When you consider the publication's longstanding fascination with the facial feature, the items begin to make more sense. We went through Slate's archives and tallied up all the eyebrow-centric references from the past five years. As you can see, they had their eye on the brow long before DSK became a three-letter celebrity.

  • "How come that Russian spy still had eyebrows?"  In 2006, Melonyce McAfee explained how former Russian spy Alexander V. Litvinenko died of radiation poisoning despite boasting "a pair of seemingly healthy eyebrows" on his death bed.
  • Rachel Maddow Troy Patterson complimented the MSNBC personality on her "excellent eyebrows" in 2008. He did not, however, care for the premiere of her talk show as a whole.

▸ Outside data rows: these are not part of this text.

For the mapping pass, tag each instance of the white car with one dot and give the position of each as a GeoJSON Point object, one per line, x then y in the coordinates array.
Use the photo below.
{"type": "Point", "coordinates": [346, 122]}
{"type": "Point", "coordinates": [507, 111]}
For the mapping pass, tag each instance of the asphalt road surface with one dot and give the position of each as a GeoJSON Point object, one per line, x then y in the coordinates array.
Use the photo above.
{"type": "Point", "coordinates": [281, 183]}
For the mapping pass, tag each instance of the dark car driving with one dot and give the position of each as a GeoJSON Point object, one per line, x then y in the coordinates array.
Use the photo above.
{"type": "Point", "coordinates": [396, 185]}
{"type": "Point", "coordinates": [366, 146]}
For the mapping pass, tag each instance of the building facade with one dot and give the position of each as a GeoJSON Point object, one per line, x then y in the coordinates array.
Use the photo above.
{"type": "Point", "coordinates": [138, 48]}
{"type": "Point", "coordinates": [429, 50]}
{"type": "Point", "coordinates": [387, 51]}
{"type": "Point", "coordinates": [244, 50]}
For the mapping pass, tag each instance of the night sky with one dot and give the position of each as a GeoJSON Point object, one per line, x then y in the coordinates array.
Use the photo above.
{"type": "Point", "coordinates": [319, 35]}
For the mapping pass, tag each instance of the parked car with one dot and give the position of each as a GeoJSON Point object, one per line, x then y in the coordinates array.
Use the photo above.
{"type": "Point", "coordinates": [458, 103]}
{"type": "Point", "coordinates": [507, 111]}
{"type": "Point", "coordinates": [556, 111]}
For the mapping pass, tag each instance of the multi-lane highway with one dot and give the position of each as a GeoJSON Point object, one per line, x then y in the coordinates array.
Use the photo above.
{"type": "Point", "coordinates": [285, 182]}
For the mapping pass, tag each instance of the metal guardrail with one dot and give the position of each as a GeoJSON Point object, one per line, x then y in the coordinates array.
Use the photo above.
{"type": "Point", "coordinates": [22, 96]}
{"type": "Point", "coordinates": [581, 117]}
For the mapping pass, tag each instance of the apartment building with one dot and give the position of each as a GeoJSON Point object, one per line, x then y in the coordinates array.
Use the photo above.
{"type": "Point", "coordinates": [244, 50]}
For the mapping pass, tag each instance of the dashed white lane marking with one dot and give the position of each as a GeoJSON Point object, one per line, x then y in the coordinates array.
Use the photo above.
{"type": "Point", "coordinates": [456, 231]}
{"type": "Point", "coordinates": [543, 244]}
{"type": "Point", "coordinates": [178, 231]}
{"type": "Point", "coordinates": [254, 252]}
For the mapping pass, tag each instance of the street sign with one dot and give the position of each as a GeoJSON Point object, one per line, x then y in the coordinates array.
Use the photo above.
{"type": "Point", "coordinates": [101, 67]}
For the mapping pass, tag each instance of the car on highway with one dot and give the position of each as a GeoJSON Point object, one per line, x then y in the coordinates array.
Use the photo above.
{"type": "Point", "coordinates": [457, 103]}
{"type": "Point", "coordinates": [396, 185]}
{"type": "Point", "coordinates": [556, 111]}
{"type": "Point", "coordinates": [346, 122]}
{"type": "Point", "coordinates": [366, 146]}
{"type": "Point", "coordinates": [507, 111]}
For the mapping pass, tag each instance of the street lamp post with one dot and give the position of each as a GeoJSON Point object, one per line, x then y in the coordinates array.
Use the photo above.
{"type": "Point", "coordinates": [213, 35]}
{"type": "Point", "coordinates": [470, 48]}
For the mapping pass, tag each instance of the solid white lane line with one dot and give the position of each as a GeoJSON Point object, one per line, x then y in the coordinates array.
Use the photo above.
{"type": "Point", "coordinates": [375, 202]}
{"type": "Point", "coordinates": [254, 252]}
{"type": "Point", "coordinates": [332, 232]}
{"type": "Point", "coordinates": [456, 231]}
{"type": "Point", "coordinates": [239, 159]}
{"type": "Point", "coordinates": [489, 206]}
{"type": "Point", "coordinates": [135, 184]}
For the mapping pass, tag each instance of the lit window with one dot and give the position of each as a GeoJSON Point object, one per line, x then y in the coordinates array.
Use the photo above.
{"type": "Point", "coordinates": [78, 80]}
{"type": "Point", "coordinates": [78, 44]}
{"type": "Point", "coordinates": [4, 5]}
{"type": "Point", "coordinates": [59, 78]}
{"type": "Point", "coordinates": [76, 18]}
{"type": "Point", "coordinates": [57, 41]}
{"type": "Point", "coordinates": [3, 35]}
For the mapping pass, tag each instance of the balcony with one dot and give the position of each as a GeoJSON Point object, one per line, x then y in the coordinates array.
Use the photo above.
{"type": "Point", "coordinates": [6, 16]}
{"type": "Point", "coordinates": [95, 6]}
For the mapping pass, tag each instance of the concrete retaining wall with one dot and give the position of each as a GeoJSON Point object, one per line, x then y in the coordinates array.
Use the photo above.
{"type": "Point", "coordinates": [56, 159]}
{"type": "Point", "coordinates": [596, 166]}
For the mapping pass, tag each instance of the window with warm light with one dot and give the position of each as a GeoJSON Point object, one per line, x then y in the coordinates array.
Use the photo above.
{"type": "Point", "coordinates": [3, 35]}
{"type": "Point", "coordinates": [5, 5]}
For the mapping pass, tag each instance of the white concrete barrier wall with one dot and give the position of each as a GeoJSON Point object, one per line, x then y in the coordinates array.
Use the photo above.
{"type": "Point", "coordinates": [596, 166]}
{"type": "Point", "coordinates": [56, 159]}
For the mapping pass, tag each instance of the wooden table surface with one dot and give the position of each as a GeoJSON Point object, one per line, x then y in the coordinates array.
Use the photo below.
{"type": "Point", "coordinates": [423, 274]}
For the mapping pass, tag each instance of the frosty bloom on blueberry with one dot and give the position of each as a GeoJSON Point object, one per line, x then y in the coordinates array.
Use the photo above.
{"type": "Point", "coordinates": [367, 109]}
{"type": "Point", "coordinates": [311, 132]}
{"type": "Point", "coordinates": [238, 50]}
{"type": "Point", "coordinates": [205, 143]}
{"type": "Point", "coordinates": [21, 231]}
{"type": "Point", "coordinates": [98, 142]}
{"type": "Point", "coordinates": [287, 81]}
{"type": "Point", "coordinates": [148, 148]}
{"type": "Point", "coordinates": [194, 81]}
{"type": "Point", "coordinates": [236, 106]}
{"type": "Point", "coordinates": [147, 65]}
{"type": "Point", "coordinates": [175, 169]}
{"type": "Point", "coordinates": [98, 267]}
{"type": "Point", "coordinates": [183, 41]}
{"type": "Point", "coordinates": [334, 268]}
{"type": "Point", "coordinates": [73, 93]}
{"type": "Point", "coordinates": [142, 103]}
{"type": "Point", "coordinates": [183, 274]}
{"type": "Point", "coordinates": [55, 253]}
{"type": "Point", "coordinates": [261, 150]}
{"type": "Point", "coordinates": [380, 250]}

  • New York Times Public Editor Byron Calame  Taken to task by Jack Shafer in 2006 for not "using his column to give the paper's eyebrows a vigorous plucking" on the question of whether staffers could accept product discounts without compromising their integrity.
  • Unibrow  Specifically, does worrying about your daughter's conjoined eyebrows make you a bad mother? Does it change matters if the daughter's only 7-years-old? "Shallow Mom" appealed to Slate's Dear Prudence advice columnist for answers to those questions and more in a letter last summer.
  • Brow Beat  The name of Slate's culture blog. Just saying.